Thanks for the heads up on this  I checked them all out and it's worth it just for the Midnight Syndicate track_ (didn't have that one)._ The others tracks aren't my taste _(Rockabilly)._ But, if you like that they are great tracks to add to your collection.


----------



## Zombie Machairodont (Feb 2, 2009)

You're welcome! Haunted Nursery was originally off of the Midnight Syndicate album Born of the Night, which is out of print but still available at the group's store (for anyone interested): http://www.midnightsyndicate.com/buymusic.htm#cd2. A shorter version sans the intro was also on their more recent Out of Darkness album. 

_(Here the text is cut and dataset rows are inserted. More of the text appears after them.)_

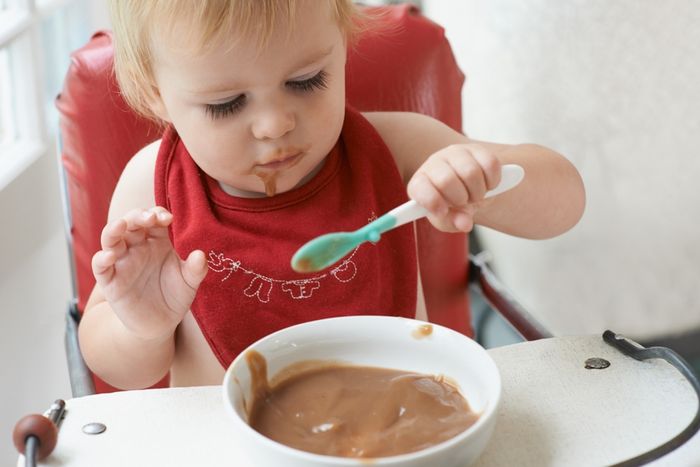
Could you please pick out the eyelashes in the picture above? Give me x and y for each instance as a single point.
(217, 111)
(318, 81)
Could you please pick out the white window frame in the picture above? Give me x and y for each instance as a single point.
(20, 35)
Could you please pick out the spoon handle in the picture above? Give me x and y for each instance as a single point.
(511, 175)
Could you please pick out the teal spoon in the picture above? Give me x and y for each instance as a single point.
(327, 249)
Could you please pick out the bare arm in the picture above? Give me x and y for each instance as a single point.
(448, 173)
(127, 331)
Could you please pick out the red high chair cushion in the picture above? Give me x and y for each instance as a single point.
(408, 66)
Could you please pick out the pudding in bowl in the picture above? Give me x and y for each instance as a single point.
(363, 390)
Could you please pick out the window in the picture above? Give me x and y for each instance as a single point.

I probably should have mentioned that most of the tracks are gothic, rockabilly/horrorbilly/psychobilly, garage surf, alternative-ish, or punk-ish. I love those styles for the most part so I enjoy most of the album. There are some tracks that I'm not sure about what the category would be, and I like some of those and not-so-much others. But even if it's just one track you're interested in, you have to love that price .


----------



## HallowEve (Jan 18, 2010)

Thank you for posting the info. and the link! That is awesome!


----------



## repo_man (May 26, 2009)

Cool! Thank you for posting this.


----------



## Zombie Machairodont (Feb 2, 2009)

You're very welcome!


----------



## cinders (Oct 12, 2003)

ZM: Thanks for posting this. Several tracks I like, especially The Unsettlers - Oil and Blood.


----------



## Dinosaur1972 (Mar 28, 2007)

I love a good mix ... and this one is very good. Thank you for bringing it to our collective attention!


----------



## Zombie Machairodont (Feb 2, 2009)

You're welcome!


----------



## Tombinski (Apr 27, 2011)

*Hymns From the House of Horror II*

One year later, and here we are: another volume of Rue Morgue Radio's Hymns From the House of Horror ready to set sail! Thanks for your comments and enthusiasm about the first one and I invite you to check out the new installment, also totally free, when it debuts this Sunday, May 1, at 12:01 a.m. (we'll shoot for crack of midnight on Saturday but you know...)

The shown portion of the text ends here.